Re: [PATCH RT] vfio-pci: Set MSI/MSI-X ISR to non-threaded

From: Steven Rostedt
Date: Thu Nov 30 2017 - 21:09:10 EST


On Thu, 30 Nov 2017 17:05:35 -0800
David Su <david.w.su@xxxxxxxxx> wrote:

> Setting MSI/MSI-X ISR to be non-threaded will result in shorter and more
> deterministic IRQ delivery latencies to VFIO applications, because
> context switches to the ISR thread are eliminated.
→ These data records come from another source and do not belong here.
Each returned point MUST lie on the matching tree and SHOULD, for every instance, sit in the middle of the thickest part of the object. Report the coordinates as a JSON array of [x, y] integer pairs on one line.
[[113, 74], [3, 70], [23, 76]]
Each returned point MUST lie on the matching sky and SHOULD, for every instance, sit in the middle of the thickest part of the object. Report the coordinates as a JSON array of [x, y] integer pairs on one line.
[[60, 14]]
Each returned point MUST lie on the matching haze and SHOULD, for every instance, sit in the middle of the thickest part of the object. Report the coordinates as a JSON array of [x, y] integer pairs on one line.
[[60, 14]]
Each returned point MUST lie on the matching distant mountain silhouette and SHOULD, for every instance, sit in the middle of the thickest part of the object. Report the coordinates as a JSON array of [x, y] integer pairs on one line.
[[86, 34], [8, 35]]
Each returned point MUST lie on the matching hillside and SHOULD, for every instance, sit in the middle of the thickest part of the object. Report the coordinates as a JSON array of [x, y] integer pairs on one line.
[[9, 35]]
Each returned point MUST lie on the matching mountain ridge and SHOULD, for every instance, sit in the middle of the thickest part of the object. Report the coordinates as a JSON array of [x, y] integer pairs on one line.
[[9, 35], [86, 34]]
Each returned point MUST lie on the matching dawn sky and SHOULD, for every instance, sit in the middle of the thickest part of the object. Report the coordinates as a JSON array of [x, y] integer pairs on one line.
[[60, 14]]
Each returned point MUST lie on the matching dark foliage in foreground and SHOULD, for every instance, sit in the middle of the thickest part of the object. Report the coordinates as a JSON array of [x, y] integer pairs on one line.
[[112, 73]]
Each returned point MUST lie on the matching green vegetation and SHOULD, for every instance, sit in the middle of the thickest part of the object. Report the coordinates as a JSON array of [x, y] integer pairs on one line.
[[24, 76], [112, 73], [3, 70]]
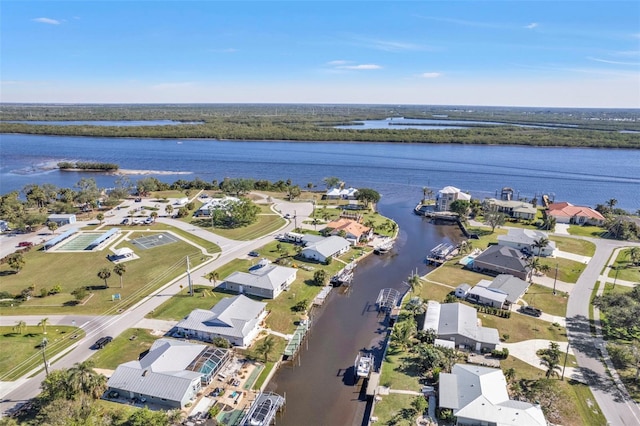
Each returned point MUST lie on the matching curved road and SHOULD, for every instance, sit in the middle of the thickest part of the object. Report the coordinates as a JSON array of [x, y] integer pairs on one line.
[[614, 401]]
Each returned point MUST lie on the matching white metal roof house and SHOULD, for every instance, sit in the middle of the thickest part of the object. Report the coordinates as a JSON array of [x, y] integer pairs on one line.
[[478, 396], [268, 281], [459, 323], [520, 239], [328, 247], [170, 375], [448, 195], [236, 319]]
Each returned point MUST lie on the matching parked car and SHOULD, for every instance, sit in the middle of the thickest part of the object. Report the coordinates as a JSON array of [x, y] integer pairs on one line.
[[530, 310], [102, 342]]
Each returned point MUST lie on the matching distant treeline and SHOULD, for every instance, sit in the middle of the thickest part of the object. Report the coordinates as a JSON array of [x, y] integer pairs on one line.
[[83, 165], [575, 127]]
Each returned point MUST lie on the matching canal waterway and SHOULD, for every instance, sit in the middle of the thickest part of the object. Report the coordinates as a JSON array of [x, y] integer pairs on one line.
[[319, 385]]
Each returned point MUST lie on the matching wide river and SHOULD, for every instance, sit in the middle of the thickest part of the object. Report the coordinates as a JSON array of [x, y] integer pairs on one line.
[[582, 176], [319, 389]]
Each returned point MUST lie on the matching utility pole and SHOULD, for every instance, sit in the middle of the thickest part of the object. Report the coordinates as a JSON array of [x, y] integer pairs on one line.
[[566, 355], [44, 355], [189, 277]]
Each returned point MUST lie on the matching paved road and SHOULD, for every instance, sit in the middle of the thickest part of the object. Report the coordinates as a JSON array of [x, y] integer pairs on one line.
[[615, 403], [96, 327]]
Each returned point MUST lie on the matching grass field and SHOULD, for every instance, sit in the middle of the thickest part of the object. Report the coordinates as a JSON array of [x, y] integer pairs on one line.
[[543, 298], [626, 270], [21, 352], [154, 268], [586, 231], [574, 245], [123, 348]]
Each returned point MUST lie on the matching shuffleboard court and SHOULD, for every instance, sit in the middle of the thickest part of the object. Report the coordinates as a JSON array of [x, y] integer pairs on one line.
[[154, 240]]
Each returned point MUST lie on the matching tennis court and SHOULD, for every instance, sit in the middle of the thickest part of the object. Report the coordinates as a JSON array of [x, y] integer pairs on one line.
[[80, 242], [154, 240]]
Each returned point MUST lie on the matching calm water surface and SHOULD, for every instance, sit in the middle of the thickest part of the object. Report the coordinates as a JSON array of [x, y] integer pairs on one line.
[[582, 176]]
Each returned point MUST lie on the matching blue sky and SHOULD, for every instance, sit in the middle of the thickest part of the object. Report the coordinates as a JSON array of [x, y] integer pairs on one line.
[[509, 53]]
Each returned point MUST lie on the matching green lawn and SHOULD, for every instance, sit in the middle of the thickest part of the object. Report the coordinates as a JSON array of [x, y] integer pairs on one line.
[[574, 245], [182, 303], [264, 225], [626, 270], [577, 406], [521, 327], [155, 267], [21, 352], [390, 406], [586, 231], [568, 270], [123, 348], [543, 298]]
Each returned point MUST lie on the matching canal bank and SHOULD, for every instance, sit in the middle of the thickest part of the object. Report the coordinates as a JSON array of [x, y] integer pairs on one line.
[[319, 385]]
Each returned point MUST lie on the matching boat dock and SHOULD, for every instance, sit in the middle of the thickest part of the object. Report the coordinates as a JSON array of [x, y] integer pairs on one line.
[[321, 297], [441, 253]]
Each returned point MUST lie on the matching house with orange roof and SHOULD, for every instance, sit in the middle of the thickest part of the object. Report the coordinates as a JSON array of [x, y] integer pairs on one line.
[[354, 231], [566, 212]]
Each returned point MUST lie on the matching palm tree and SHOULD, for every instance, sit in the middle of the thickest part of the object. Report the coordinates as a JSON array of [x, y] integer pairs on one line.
[[266, 347], [20, 326], [212, 277], [414, 282], [540, 244], [552, 365], [104, 274], [44, 322], [119, 270], [634, 255]]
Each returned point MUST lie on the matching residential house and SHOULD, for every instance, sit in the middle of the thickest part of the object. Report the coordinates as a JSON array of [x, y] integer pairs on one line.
[[513, 208], [326, 248], [498, 259], [266, 281], [478, 396], [236, 319], [170, 375], [565, 212], [459, 323], [353, 231], [448, 195], [525, 241]]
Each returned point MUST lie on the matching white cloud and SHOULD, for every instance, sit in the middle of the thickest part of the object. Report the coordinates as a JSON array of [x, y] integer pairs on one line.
[[360, 67], [605, 61], [47, 21]]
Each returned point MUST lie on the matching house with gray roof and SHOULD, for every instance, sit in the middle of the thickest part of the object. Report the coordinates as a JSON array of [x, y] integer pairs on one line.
[[498, 259], [236, 319], [513, 208], [525, 239], [266, 281], [459, 323], [326, 248], [478, 396], [170, 375]]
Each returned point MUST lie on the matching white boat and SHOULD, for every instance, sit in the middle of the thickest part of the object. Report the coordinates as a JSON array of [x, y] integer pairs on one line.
[[363, 365]]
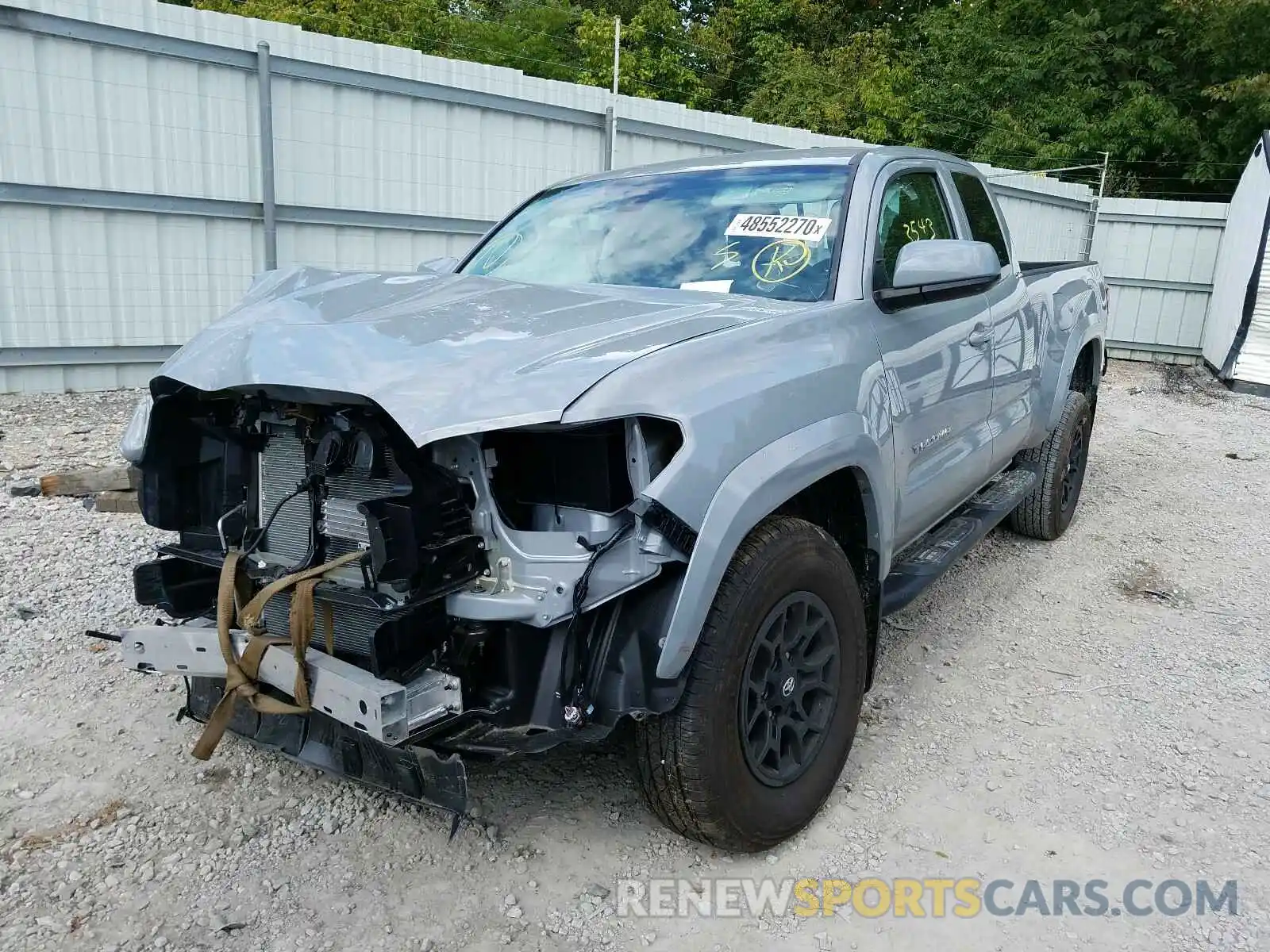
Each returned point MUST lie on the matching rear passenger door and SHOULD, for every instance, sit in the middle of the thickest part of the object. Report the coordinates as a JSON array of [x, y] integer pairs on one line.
[[1016, 327], [935, 352]]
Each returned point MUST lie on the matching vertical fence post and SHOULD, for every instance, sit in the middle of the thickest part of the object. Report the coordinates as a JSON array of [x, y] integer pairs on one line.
[[268, 201], [1094, 209], [611, 112], [610, 137]]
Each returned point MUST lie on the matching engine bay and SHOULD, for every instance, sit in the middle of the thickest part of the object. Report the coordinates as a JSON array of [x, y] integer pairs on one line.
[[502, 562]]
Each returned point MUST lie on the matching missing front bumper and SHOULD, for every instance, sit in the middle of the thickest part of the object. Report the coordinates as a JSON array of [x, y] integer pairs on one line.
[[359, 725], [384, 710], [321, 742]]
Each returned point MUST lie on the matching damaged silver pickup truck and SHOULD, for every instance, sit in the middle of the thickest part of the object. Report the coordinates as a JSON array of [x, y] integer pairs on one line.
[[664, 448]]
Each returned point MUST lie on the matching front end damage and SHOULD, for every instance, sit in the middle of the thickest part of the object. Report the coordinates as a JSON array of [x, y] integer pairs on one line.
[[493, 594]]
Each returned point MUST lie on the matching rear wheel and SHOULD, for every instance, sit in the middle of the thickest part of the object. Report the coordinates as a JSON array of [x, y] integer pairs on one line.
[[772, 700], [1048, 509]]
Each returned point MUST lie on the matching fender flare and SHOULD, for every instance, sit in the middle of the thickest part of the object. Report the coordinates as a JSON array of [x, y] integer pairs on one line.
[[1083, 334], [755, 488]]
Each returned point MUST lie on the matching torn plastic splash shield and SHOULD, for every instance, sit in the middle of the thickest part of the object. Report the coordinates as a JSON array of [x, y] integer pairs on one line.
[[315, 740]]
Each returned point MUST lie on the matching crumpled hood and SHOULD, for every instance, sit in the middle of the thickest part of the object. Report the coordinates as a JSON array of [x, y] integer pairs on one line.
[[444, 355]]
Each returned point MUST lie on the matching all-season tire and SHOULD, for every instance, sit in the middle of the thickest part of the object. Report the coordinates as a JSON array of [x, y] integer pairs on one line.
[[1047, 511], [696, 771]]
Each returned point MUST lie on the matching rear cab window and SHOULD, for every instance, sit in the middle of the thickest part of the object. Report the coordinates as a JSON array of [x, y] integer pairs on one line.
[[984, 225], [912, 209]]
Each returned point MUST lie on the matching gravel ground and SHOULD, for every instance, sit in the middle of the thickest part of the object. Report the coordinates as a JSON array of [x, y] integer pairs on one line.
[[1094, 708]]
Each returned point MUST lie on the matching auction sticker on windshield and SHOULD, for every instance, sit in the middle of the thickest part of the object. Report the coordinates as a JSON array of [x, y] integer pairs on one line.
[[779, 226]]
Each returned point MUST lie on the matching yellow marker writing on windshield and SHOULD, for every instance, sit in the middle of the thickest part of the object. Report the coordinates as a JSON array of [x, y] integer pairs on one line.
[[780, 260], [728, 257]]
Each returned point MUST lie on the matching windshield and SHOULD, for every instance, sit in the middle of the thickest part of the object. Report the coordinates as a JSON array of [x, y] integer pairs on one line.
[[768, 230]]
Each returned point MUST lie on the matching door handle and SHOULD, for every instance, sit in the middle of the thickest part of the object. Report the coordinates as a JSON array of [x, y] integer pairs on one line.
[[979, 336]]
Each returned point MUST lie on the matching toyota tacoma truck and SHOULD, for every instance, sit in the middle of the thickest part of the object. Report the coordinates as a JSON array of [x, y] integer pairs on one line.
[[664, 450]]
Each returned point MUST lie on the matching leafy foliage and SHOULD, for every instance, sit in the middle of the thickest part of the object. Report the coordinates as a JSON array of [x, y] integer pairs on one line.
[[1175, 90]]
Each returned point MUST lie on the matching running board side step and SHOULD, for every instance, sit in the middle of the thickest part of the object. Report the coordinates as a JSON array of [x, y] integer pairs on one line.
[[930, 556]]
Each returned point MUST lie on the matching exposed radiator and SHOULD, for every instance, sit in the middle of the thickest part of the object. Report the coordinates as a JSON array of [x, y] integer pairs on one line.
[[353, 625], [283, 467]]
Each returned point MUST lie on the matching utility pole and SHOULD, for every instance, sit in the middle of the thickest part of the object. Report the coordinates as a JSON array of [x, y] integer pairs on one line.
[[611, 112], [1098, 203], [618, 48]]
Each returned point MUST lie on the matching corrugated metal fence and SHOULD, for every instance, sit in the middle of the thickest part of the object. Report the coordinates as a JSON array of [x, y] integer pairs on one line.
[[152, 159]]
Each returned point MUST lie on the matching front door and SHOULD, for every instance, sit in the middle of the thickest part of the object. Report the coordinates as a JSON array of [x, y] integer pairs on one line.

This is important
> for applications with low latency requirement running in virtual
> machines on RT Linux host with assigned devices through vfio-pci.
>
> A FPGA based interrupt testing device was used to compare latencies with
> threaded and non-threaded vfio-pci ISR. The device has a free running
> time stamp counter and a register recording the time an interrupt was
> sent to the host. With these registers the device driver and test
> application for the device are able to calculate and record the latency
> between the time an interrupt was sent and the time the ISR in the
> device's driver was invoked.
>
> The result is with non-threaded vfio-pci ISR the average latency is
> reduced by about 54% and the maximum-minimum latency range is reduced by
> about 65%.
>
> Non-threaded vfio-pci ISR:
> Minimum 4.18us, Average 4.47us, Maximum 10.26us
>
> Threaded vfio-pci ISR:
> Minimum 8.97us, Average 9.65us, Maximum 26.11us
>
> Signed-off-by: David Su <david.w.su@xxxxxxxxx>
> ---
> drivers/vfio/pci/vfio_pci_intrs.c | 2 +-
> 1 files changed, 1 insertions(+), 1 deletions(-)
>
> diff --git a/drivers/vfio/pci/vfio_pci_intrs.c b/drivers/vfio/pci/vfio_pci_intrs.c
> index 1c46045..4c54e56 100644
> --- a/drivers/vfio/pci/vfio_pci_intrs.c
> +++ b/drivers/vfio/pci/vfio_pci_intrs.c
> @@ -333,7 +333,7 @@ static int vfio_msi_set_vector_signal(struct vfio_pci_device *vdev,
> pci_write_msi_msg(irq, &msg);
> }
>
> - ret = request_irq(irq, vfio_msihandler, 0,
> + ret = request_irq(irq, vfio_msihandler, IRQF_NO_THREAD,
> vdev->ctx[vector].name, trigger);

Hmm, but we have this:
static irqreturn_t vfio_msihandler(int irq, void *arg)
{
struct eventfd_ctx *trigger = arg;

eventfd_signal(trigger, 1);
return IRQ_HANDLED;
}

__u64 eventfd_signal(struct eventfd_ctx *ctx, __u64 n)
{
unsigned long flags;

spin_lock_irqsave(&ctx->wqh.lock, flags);
if (ULLONG_MAX - ctx->count < n)
n = ULLONG_MAX - ctx->count;
ctx->count += n;
if (waitqueue_active(&ctx->wqh))
wake_up_locked_poll(&ctx->wqh, POLLIN);
spin_unlock_irqrestore(&ctx->wqh.lock, flags);

return n;
}

And spin_lock() turns into a mutex in PREEMPT_RT, which means it can
sleep. You can't sleep in hard interrupt context. This will eventually
crash the kernel.

And no, we are not going to convert the ctx->wqh.lock into a
raw_spin_lock.

-- Steve

> if (ret) {
> kfree(vdev->ctx[vector].name);